Vashet me cogió de la mano y me llevó hacia el suelo. Nos tumbamos sobre el blando musgo.

– Tal como sospechaba. Ahora ya eres más alto que yo. ¿Estás más tranquilo?

Lo estaba.

Creía que cuando regresáramos de los arbustos la situación resultaría violenta, y me sorprendió comprobar que me había equivocado. Vashet no se volvió de pronto coqueta, algo a lo que no habría sabido cómo enfrentarme. Tampoco se sentía obligada a tratarme con una nueva ternura. Eso quedó claro la quinta vez que consiguió engañarme para que bajara la guardia, agarrarme con Trueno hacia Arriba y lanzarme bruscamente contra el suelo.

De hecho, Vashet se comportaba como si no hubiera pasado nada raro. Lo cual podía significar que no había pasado nada raro o que había pasado algo muy raro y que ella lo ignoraba deliberadamente.

Lo cual podía significar que todo era maravilloso, o que todo era un grave error.

Más tarde, mientras cenaba solo, repasé mentalmente todo lo que sabía sobre los Adem. La desnudez no era ningún tabú. No consideraban que el contacto físico fuera algo especialmente íntimo. Vashet había actuado con desenvoltura antes, durante y después de nuestro encuentro sexual.

Me acordé de la pareja desnuda con que había tropezado unos días antes. Se habían asustado al verme aparecer, pero no se habían avergonzado.

Era evidente que los Adem entendían el sexo de otra manera. Sin embargo, yo no atinaba a distinguir ninguna diferencia concreta. Eso significaba que no tenía ni idea de cómo comportarme adecuadamente. Y eso significaba que lo que estaba haciendo era tan peligroso como andar a ciegas. O mejor dicho, como correr a ciegas.

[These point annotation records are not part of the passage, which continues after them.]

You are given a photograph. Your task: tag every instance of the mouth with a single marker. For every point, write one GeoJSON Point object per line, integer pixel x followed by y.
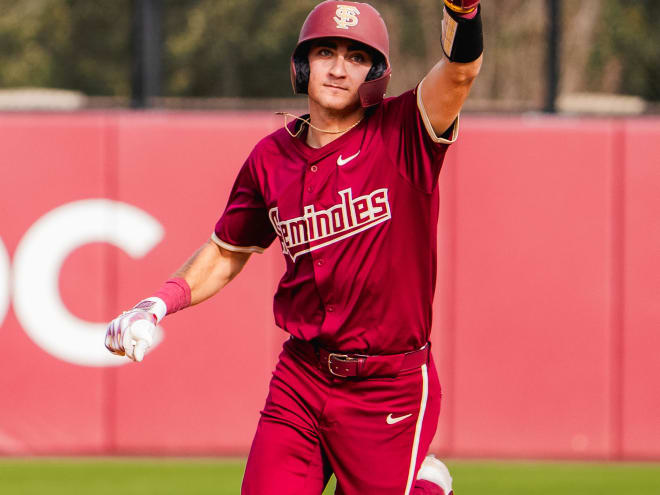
{"type": "Point", "coordinates": [335, 86]}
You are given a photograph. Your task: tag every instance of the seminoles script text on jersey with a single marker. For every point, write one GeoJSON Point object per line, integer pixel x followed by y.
{"type": "Point", "coordinates": [356, 220]}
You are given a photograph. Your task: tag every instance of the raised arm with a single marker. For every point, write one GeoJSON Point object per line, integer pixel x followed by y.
{"type": "Point", "coordinates": [446, 87]}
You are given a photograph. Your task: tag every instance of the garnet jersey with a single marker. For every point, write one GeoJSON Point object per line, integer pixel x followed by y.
{"type": "Point", "coordinates": [357, 223]}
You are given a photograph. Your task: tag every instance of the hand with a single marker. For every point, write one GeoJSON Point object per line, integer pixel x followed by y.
{"type": "Point", "coordinates": [131, 333]}
{"type": "Point", "coordinates": [462, 7]}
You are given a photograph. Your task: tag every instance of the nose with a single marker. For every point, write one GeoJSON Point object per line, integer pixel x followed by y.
{"type": "Point", "coordinates": [338, 68]}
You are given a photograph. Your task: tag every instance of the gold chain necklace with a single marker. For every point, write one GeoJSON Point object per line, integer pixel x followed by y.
{"type": "Point", "coordinates": [309, 123]}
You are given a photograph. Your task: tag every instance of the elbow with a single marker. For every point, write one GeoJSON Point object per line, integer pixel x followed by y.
{"type": "Point", "coordinates": [465, 74]}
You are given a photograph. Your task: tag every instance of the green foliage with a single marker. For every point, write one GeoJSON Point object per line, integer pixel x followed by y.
{"type": "Point", "coordinates": [74, 44]}
{"type": "Point", "coordinates": [241, 48]}
{"type": "Point", "coordinates": [629, 42]}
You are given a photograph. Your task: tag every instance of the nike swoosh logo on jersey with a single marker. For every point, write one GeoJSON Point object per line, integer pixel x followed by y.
{"type": "Point", "coordinates": [341, 161]}
{"type": "Point", "coordinates": [391, 420]}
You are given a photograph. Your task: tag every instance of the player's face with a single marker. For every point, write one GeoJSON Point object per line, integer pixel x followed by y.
{"type": "Point", "coordinates": [337, 68]}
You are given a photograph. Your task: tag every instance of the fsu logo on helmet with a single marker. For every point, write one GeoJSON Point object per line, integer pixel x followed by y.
{"type": "Point", "coordinates": [346, 16]}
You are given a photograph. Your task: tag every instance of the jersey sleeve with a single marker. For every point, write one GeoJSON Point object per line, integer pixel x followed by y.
{"type": "Point", "coordinates": [244, 226]}
{"type": "Point", "coordinates": [411, 140]}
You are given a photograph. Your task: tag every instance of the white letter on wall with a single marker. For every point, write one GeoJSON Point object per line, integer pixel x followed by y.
{"type": "Point", "coordinates": [4, 282]}
{"type": "Point", "coordinates": [39, 258]}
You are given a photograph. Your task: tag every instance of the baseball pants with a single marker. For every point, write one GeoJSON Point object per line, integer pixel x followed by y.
{"type": "Point", "coordinates": [372, 433]}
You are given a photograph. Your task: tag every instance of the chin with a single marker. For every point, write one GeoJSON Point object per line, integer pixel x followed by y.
{"type": "Point", "coordinates": [338, 103]}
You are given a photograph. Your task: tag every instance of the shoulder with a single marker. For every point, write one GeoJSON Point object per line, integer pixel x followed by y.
{"type": "Point", "coordinates": [394, 108]}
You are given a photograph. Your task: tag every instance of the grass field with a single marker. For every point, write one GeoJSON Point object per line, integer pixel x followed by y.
{"type": "Point", "coordinates": [124, 476]}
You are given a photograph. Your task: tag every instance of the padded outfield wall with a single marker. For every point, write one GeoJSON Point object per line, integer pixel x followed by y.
{"type": "Point", "coordinates": [547, 312]}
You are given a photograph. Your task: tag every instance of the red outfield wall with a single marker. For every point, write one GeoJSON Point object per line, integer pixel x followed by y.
{"type": "Point", "coordinates": [546, 316]}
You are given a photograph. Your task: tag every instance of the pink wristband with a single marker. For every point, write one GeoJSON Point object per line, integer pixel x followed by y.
{"type": "Point", "coordinates": [175, 293]}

Normalmente, si tenía alguna pregunta sobre la cultura adem, se la hacía a Vashet. Ella era mi piedra de toque. Pero me imaginaba demasiadas maneras de que esa conversación acabara mal, y la buena voluntad de Vashet era lo único que me salvaba de perder los dedos.

Cuando terminé de cenar, decidí que lo mejor que podía hacer era, sencillamente, seguir el ejemplo de Vashet. Al fin al cabo, ella era mi maestra.